There are a few rare occasions in life when you can have too many friends. One of those occasions is when you are trying to choose a new pet.
All of my life I've been involved with people who love animals of all kinds. In fact, I have a lot of people mad at me today because I disapprove of them feeding birds unless there is snow on the ground. I insist that birds are uniquely suited by nature to search for their own food and those who feed them are making them dependent on human beings to take care of them. That's why they are often loitering in the streets where they can be run down by automobiles.
And when it comes to family pets, one would be surprised at how divisive cat and dog lovers are. I know people who can write a spur-of-the-moment, 1,000-word essay in defense of dog or cat ownership. These are individuals who have owned one or the other for their entire lives. You really don't want to enter a debate with these people. You could lose a friend for life.
So for the most part I have tried to keep my plans to myself. Actually, I plan to get a cat because my lifestyle is more suited to a cat's than a dog's. I've owned both and as much as I hate to disappoint my dog-loving friends, they will have to learn to live with it.
But this decision comes with a cost. When it comes to animals, people can be very selective. Several years ago I had a friend who had a funny farm.
She and her husband only took in animals that had been damaged in some way.
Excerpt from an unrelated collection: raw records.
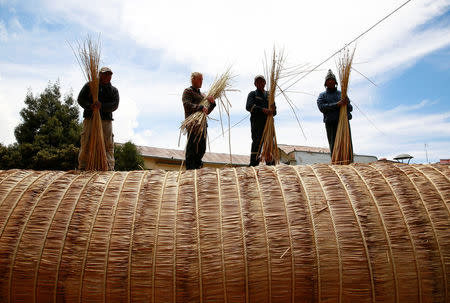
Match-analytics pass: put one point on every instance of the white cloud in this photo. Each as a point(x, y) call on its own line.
point(3, 32)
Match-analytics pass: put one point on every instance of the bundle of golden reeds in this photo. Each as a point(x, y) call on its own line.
point(88, 57)
point(343, 150)
point(195, 124)
point(269, 147)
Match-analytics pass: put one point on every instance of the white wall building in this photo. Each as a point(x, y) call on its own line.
point(302, 155)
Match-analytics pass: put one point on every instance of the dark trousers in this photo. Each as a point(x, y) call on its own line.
point(195, 150)
point(331, 128)
point(257, 142)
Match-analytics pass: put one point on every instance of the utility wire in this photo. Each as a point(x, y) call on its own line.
point(318, 65)
point(362, 34)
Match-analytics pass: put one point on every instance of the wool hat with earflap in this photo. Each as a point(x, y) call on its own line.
point(330, 75)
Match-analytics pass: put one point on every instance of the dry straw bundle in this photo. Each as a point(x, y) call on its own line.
point(322, 233)
point(88, 57)
point(195, 124)
point(343, 149)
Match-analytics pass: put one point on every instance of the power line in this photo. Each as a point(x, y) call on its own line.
point(318, 65)
point(362, 34)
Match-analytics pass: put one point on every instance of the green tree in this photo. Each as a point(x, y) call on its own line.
point(49, 135)
point(127, 157)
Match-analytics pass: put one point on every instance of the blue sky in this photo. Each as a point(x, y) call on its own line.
point(153, 47)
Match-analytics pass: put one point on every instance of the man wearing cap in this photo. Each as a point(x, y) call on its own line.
point(192, 97)
point(258, 106)
point(329, 103)
point(108, 101)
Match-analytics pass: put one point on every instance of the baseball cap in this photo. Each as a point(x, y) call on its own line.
point(105, 69)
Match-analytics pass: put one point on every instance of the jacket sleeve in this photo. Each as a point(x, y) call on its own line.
point(211, 106)
point(251, 104)
point(109, 107)
point(84, 97)
point(325, 107)
point(189, 106)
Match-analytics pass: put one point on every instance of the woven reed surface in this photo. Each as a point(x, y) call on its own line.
point(320, 233)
She had three-legged chickens, two-legged dogs and a variety of animals that had handicaps of some kind. As far as she was concerned, anyone who didn't take in a damaged animal had a problem.
At that time I had a rather temperamental dachshund, so no one suggested that I take on another pet. In fact, very few people came into my yard to suggest anything. Our dog, Soul, was not open to receiving guests. My mother often complained that while he usually spent part of every night resting on her porch, any time she set foot in our yard he sounded as if he was ready to tear off her arms. He was not a happy camper.
Before that, I had a terrier named Worthless for several years. He had his own particular habit as well. Under no circumstance would he ever leave his own yard. One could stand outside the fence and call him for hours and he would never leave the yard. But for some reason, he had a grudge against men who wore caps. Somewhere in his subconscious, some man wearing a cap had done him wrong and he never forgave him.
But to explain my present dilemma, I lost my cat two years ago. Geronimo was with me for 17 years. He was born under my friend's bed. He was an orange and white tabby, and when he was at his best he weighed in at 25 pounds.
Most of my friends didn't understand what I saw in Geronimo. That's because mostly, my friends prefer pets that are totally dependent on them. They like obedient dogs that fetch and carry. But I prefer my pets to be independent creatures and Geronimo was that kind of pet.
My problem at the moment is that I'm afraid to mention that I'm ready for a new pet. Some of my friends have friends who are involved in pet rescue. At any moment I can have 35 cats and dogs show up at my house and be expected to choose between them. I want to proceed slowly at my own pace. I don't want to hurt anyone's feelings.
On the other hand, I know people who never own pets. Some of them will not allow animals into their homes. I find that strange because most of us grew up with animals. I don't know whether some of these people had bad experiences with animals or if something else happened. I'm always tempted to ask. Because as far as I'm concerned, a house devoid of pets is an empty house.
So, one day soon, I'll get in the car, drive over to the animal shelter and pick out a beautiful black and white cat. By the time my friends find out, he'll already be in residence.
Frankly, I don't like having to sneak around but, as matters stand, I don't have a choice. I mean, suppose some dog owner catches me smuggling a cat in the house? Will he ever speak to me again?
For the next few months, my lips are sealed.